Re: Interesting Conclusion...

"An analagous diehard doctrine in climate physics went global two decades ago, when the Intergovernmental Panel on Climate Change was conceived to insist that natural causes of climate change are minor compared with human impacts."

It's not a doctrine, it's what the science shows. Even skeptical climate scientists accept a doubling of CO2 causes about 1C global warming. 1C warming is more warming than happened over the entire 20th century. So yes the human component is dominating, we can expect even more warming in the future. And 1C is a very low end figure only supported by a handful of skeptical scientists. Most think the figure is somewhere around 3C.

On the otherhand the vast number of people claiming that a doubling of CO2 causes effectively zero global warming and man can't change the climate are invariably not climate scientists and are preaching pseudo-scientific twaddle.

It seems climate deniers are in the same bed as the creationists: fantasizing about paradigm shifts that simply won't happen. The actually paradigm shift has already passed: creationism used to be the paradigm. "climate changes are natural" used to be the paradigm. The shift was when scientists figured out evolution and man can cause climate change respectively.

Gaia scientist Lovelock: 'I was wrong and alarmist on climate'

NomNomNom

Re: Not so fast...

"With prior knowledge of the fact that the earth had been warming for 100+ years then the probability of it cooling is significantly less than 50%"

The Earth's temperature had topped off since the 50s and was even falling during the 70s. There was no reason to think there would be warming after the 1980s except for the influence of greenhouse gases.

"this warming ceased to be statistically significant around 14 years ago"

But check the details of that. The 2-sigma trend calculated here for Hansen's temperature record over the last 14 years is 0.095C/decade +- 0.161C

http://www.skepticalscience.com/trend.php

So the 2-sigma range is saying global temperature has been from -0.066C/decade cooling to 0.256C/decade warming over the past 14 years. So yes that means warming isn't statistically significant, but that's because of the size of the error. It isn't, as some people claim, because warming has stopped. It could after-all have been 0.256C/decade.

That large error range of 0.161C is because 14 years is too short. Less data = more uncertainty.

NomNomNom

Re: Not so fast...

Hansen's 1980s temperature predictions were remarkably accurate given that no-one else was expecting the world to warm at that time and that global temperature records were only a few years old. The world could have cooled or even stayed flat, but instead it warmed several tenths of a degree over subsequent decades just as Hansen predicted.

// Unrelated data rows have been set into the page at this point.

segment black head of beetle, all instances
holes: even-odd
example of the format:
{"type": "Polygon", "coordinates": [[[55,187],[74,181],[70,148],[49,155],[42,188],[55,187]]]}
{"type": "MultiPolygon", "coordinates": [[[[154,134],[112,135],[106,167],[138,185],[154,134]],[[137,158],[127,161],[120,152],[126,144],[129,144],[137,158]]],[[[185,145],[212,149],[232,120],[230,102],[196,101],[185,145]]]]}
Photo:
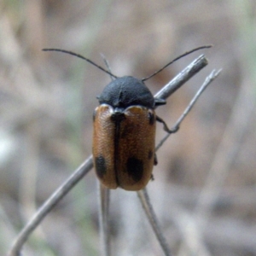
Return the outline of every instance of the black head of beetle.
{"type": "Polygon", "coordinates": [[[154,98],[144,83],[134,77],[117,78],[110,82],[98,96],[100,104],[106,103],[113,108],[126,108],[140,105],[154,108],[154,98]]]}
{"type": "Polygon", "coordinates": [[[100,104],[106,103],[119,108],[134,105],[154,108],[157,105],[166,104],[165,100],[154,98],[142,80],[131,76],[117,78],[110,82],[97,98],[100,104]]]}

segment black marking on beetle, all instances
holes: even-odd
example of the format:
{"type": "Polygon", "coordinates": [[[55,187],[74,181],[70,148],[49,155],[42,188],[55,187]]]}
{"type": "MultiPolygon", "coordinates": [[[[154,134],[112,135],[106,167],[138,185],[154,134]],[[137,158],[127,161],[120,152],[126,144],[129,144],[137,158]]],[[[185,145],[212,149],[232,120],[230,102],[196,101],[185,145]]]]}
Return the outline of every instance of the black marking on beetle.
{"type": "Polygon", "coordinates": [[[154,166],[157,166],[157,164],[158,164],[157,156],[156,156],[156,154],[154,153],[154,166]]]}
{"type": "Polygon", "coordinates": [[[153,156],[153,151],[151,149],[148,150],[148,160],[150,160],[153,156]]]}
{"type": "Polygon", "coordinates": [[[139,182],[143,176],[143,161],[130,157],[126,163],[128,175],[132,177],[135,182],[139,182]]]}
{"type": "Polygon", "coordinates": [[[111,115],[111,120],[113,122],[121,122],[125,119],[125,114],[123,108],[115,108],[113,113],[111,115]]]}
{"type": "Polygon", "coordinates": [[[96,112],[96,110],[95,109],[94,112],[93,112],[93,115],[92,115],[93,122],[95,122],[96,114],[97,114],[97,112],[96,112]]]}
{"type": "Polygon", "coordinates": [[[155,122],[155,117],[154,117],[154,114],[151,111],[148,111],[148,120],[149,120],[149,125],[153,125],[155,122]]]}
{"type": "Polygon", "coordinates": [[[104,175],[107,173],[107,165],[105,158],[102,155],[96,157],[95,159],[95,168],[98,177],[102,178],[104,175]]]}

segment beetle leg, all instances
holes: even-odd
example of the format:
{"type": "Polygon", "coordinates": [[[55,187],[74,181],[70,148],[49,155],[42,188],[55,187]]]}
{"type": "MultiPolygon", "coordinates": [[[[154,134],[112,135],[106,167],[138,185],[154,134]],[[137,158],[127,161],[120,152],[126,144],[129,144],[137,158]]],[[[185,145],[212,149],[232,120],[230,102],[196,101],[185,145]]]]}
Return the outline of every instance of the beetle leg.
{"type": "Polygon", "coordinates": [[[159,121],[160,123],[162,123],[164,125],[164,130],[166,131],[167,131],[168,133],[174,133],[176,131],[177,131],[178,130],[178,126],[175,127],[174,129],[169,129],[166,123],[161,119],[160,118],[159,116],[156,116],[156,120],[159,121]]]}

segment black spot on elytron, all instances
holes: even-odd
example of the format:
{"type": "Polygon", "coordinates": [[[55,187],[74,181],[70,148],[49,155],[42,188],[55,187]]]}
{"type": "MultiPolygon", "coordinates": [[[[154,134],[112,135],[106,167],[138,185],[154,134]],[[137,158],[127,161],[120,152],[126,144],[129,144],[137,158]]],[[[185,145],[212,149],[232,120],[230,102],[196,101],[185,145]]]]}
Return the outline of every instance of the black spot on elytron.
{"type": "Polygon", "coordinates": [[[95,121],[96,113],[96,113],[96,109],[95,109],[94,112],[93,112],[93,115],[92,115],[92,119],[93,119],[93,121],[95,121]]]}
{"type": "Polygon", "coordinates": [[[149,120],[149,125],[153,125],[155,122],[154,114],[152,112],[149,111],[148,113],[148,120],[149,120]]]}
{"type": "Polygon", "coordinates": [[[150,160],[153,156],[153,151],[152,150],[148,150],[148,160],[150,160]]]}
{"type": "Polygon", "coordinates": [[[128,159],[126,163],[128,175],[135,182],[139,182],[143,175],[143,162],[135,157],[128,159]]]}
{"type": "Polygon", "coordinates": [[[156,154],[154,153],[154,166],[157,166],[157,164],[158,164],[157,157],[156,157],[156,154]]]}
{"type": "Polygon", "coordinates": [[[107,172],[107,166],[103,156],[96,157],[95,168],[99,177],[103,177],[107,172]]]}

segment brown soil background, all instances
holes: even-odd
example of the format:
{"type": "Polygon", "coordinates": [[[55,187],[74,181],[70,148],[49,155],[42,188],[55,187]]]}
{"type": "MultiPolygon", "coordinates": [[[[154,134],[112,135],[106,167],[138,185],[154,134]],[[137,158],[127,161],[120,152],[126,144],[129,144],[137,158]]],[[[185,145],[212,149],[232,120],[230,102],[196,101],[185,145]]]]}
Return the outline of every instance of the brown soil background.
{"type": "MultiPolygon", "coordinates": [[[[96,96],[109,76],[143,78],[158,91],[204,53],[209,65],[157,109],[169,126],[214,68],[180,131],[159,150],[148,186],[174,255],[256,255],[254,1],[2,1],[0,254],[91,152],[96,96]]],[[[158,142],[165,132],[158,125],[158,142]]],[[[135,193],[112,191],[113,255],[162,255],[135,193]]],[[[99,255],[94,172],[49,213],[24,255],[99,255]]]]}

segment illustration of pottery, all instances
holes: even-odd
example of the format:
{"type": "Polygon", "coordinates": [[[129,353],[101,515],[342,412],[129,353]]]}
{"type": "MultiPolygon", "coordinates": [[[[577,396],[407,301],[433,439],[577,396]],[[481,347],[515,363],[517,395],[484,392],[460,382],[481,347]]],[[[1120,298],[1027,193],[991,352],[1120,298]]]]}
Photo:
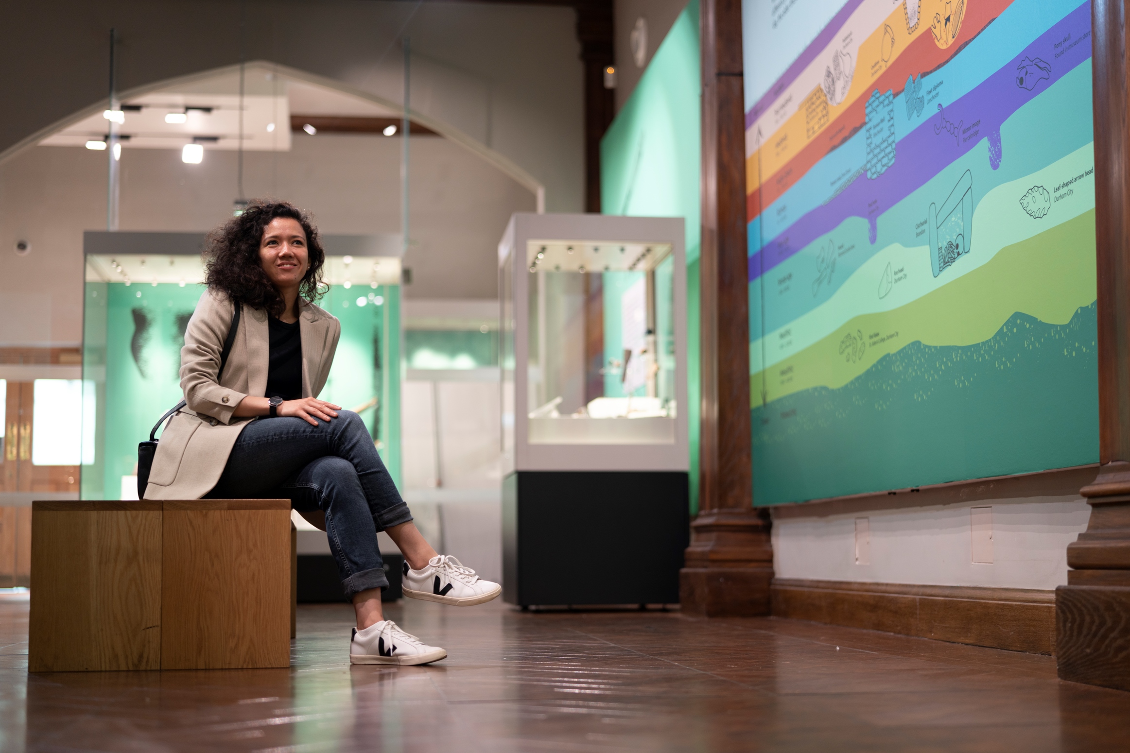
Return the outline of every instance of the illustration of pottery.
{"type": "Polygon", "coordinates": [[[933,275],[970,253],[973,235],[973,174],[965,170],[941,209],[930,203],[927,220],[930,236],[930,266],[933,275]]]}

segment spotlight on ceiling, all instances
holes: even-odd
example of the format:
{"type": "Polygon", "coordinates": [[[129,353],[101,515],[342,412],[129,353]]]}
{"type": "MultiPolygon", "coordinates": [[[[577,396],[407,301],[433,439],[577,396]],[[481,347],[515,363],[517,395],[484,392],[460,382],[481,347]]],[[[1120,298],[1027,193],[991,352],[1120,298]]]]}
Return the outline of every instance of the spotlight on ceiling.
{"type": "Polygon", "coordinates": [[[186,143],[181,149],[181,161],[189,165],[199,165],[205,160],[205,148],[199,143],[186,143]]]}

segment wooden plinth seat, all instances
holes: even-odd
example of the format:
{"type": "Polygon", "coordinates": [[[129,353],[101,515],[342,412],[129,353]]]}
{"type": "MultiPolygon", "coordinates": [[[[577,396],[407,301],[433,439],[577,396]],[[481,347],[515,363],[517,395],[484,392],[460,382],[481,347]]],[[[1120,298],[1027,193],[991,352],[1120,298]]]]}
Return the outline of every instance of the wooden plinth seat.
{"type": "Polygon", "coordinates": [[[287,667],[285,499],[32,506],[29,672],[287,667]]]}

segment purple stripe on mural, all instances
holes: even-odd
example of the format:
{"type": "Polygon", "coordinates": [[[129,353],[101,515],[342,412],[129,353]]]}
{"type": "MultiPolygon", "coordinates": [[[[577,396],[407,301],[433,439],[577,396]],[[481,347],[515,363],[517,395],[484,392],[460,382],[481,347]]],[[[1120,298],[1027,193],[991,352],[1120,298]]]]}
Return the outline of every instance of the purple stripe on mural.
{"type": "Polygon", "coordinates": [[[840,32],[840,27],[847,23],[847,18],[852,15],[852,11],[861,5],[863,5],[863,0],[847,0],[847,3],[840,9],[840,12],[833,16],[832,20],[828,21],[828,25],[824,27],[824,30],[817,34],[816,38],[812,40],[812,43],[805,47],[805,52],[800,53],[800,56],[792,61],[792,65],[789,65],[784,75],[770,87],[770,90],[766,91],[753,107],[749,108],[746,113],[746,129],[749,129],[749,126],[754,124],[754,121],[760,117],[762,113],[768,110],[768,106],[773,104],[773,100],[781,96],[781,93],[784,91],[790,84],[797,80],[797,77],[800,76],[801,71],[808,68],[810,62],[816,60],[816,55],[820,54],[820,52],[824,51],[824,47],[828,46],[832,40],[834,40],[836,34],[840,32]]]}
{"type": "MultiPolygon", "coordinates": [[[[1089,59],[1089,36],[1090,5],[1084,3],[982,85],[949,105],[938,104],[938,112],[933,117],[898,142],[895,163],[881,176],[870,180],[864,174],[855,178],[838,196],[805,214],[784,233],[766,243],[764,248],[749,256],[749,280],[756,280],[762,272],[773,269],[849,217],[861,217],[869,221],[870,242],[873,244],[876,222],[884,212],[974,149],[983,138],[989,139],[991,160],[1008,159],[1007,154],[998,151],[996,157],[993,154],[994,146],[999,149],[1001,124],[1089,59]],[[1072,37],[1072,46],[1055,51],[1054,43],[1062,41],[1068,32],[1084,30],[1085,34],[1072,37]],[[1018,63],[1027,58],[1052,61],[1049,77],[1041,77],[1032,90],[1018,84],[1016,75],[1018,63]],[[760,257],[762,254],[765,254],[764,259],[760,257]],[[765,265],[764,270],[762,264],[765,265]]],[[[944,69],[940,73],[944,73],[944,69]]]]}

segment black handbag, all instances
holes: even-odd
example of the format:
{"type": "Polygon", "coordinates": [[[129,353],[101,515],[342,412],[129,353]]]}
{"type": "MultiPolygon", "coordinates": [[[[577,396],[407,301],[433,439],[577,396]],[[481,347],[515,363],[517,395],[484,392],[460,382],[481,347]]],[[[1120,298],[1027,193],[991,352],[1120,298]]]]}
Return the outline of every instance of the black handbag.
{"type": "MultiPolygon", "coordinates": [[[[219,354],[219,371],[216,373],[216,380],[224,375],[224,367],[227,366],[227,354],[232,352],[232,343],[235,342],[235,331],[240,329],[240,309],[242,306],[235,304],[235,314],[232,316],[232,326],[227,331],[227,340],[224,341],[224,350],[219,354]]],[[[149,432],[149,441],[138,443],[138,499],[145,499],[145,489],[149,485],[149,471],[153,470],[153,458],[157,454],[157,429],[168,420],[173,413],[188,405],[185,401],[179,402],[169,409],[160,420],[154,424],[149,432]]]]}

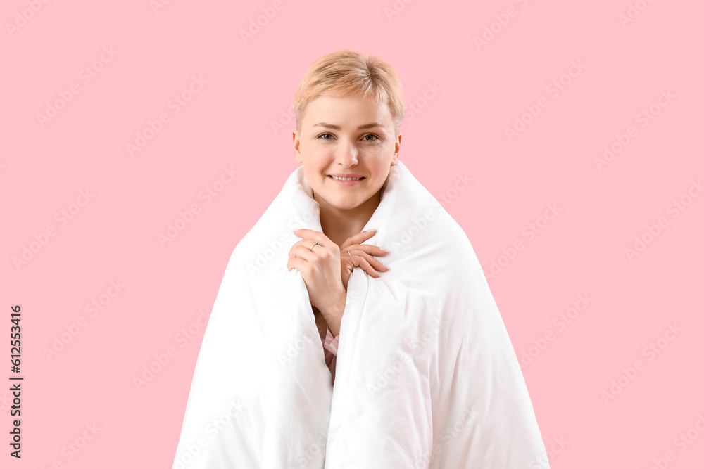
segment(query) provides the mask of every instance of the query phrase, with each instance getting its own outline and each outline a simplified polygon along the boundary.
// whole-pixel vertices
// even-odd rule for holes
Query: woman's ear
[[[297,135],[296,135],[295,131],[294,131],[293,133],[293,136],[294,136],[294,158],[296,158],[296,162],[303,163],[303,157],[301,155],[301,150],[300,150],[301,139],[298,139]]]

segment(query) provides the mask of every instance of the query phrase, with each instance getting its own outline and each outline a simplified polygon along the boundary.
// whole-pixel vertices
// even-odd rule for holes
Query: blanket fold
[[[173,469],[548,469],[515,352],[461,227],[400,161],[363,230],[389,251],[347,287],[334,387],[306,284],[322,232],[303,167],[234,248]]]

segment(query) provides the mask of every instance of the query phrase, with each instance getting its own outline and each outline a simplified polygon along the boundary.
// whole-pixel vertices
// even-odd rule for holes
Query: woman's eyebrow
[[[341,130],[342,127],[339,125],[334,125],[334,124],[326,124],[325,122],[320,122],[315,124],[313,127],[325,127],[327,129],[333,129],[334,130]],[[357,127],[357,130],[362,130],[363,129],[371,129],[372,127],[382,127],[384,126],[378,122],[372,122],[371,124],[365,124]]]

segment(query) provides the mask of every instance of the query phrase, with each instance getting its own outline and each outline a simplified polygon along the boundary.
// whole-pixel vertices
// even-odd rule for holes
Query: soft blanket
[[[335,383],[292,231],[322,232],[299,167],[237,244],[174,469],[546,469],[515,352],[467,236],[401,162],[363,230],[389,254],[347,287]]]

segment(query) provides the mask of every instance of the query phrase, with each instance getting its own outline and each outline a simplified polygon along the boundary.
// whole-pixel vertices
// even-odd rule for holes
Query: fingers
[[[351,252],[351,251],[350,252]],[[384,253],[384,255],[386,253]],[[363,251],[362,252],[356,252],[355,255],[363,259],[367,262],[367,264],[369,264],[372,269],[375,269],[376,270],[380,270],[382,272],[385,272],[387,270],[389,270],[389,267],[386,266],[385,265],[377,261],[376,259],[375,259],[372,256],[370,255],[369,254],[367,254],[364,251]]]
[[[370,276],[372,276],[375,278],[377,278],[379,276],[381,276],[379,275],[379,272],[377,272],[377,271],[374,270],[374,269],[372,268],[372,266],[370,265],[369,262],[367,262],[366,259],[362,257],[359,257],[359,258],[360,259],[359,262],[359,266],[362,268],[362,270],[367,272],[367,274],[369,274]],[[386,269],[386,267],[384,267],[384,269]]]
[[[349,274],[352,274],[352,270],[355,267],[359,267],[372,277],[377,278],[380,276],[379,272],[374,270],[374,268],[372,267],[367,259],[362,256],[345,256],[342,259],[344,259],[342,268],[346,269],[346,272]]]

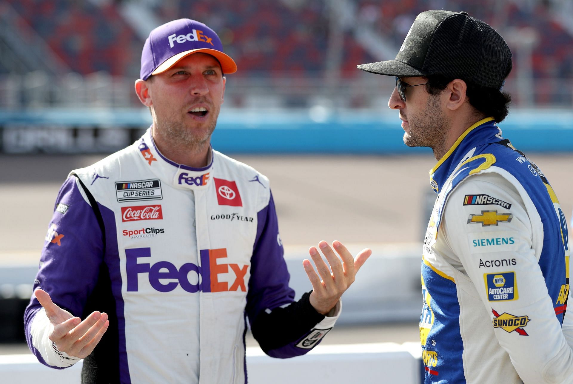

Hansen's 1988 prediction did overshoot the actual warming trend by about 30%, mainly because Hansen's 1988 climate model was more sensitive than average models today, showing 4.2C warming per doubling of CO2 when today's models show an average of 3C per doubling.

The man not only pioneered climate models, but also global temperature records and was one of the only, if not THE only, person to call the warming that happened back in the 80s. So give him some slack and I recommend taking his warnings about the ongoing CO2 rise seriously.

Note that at no stage did Hansen's work, or the work of any climate scientist (lovelock isn't one) have the Earth boiling up or frying.

NomNomNom

Re: Predictions...

"Another fact: There has been "global warming" on Mars as well. Must be our increased CO2"

There hasn't, it's a myth.

NomNomNom

Re: Destruction of negative feedback mechanism

"a) The scary positive feedbacks which Hansen et al were warning about in the 1990's either don't exist or haven't triggered yet"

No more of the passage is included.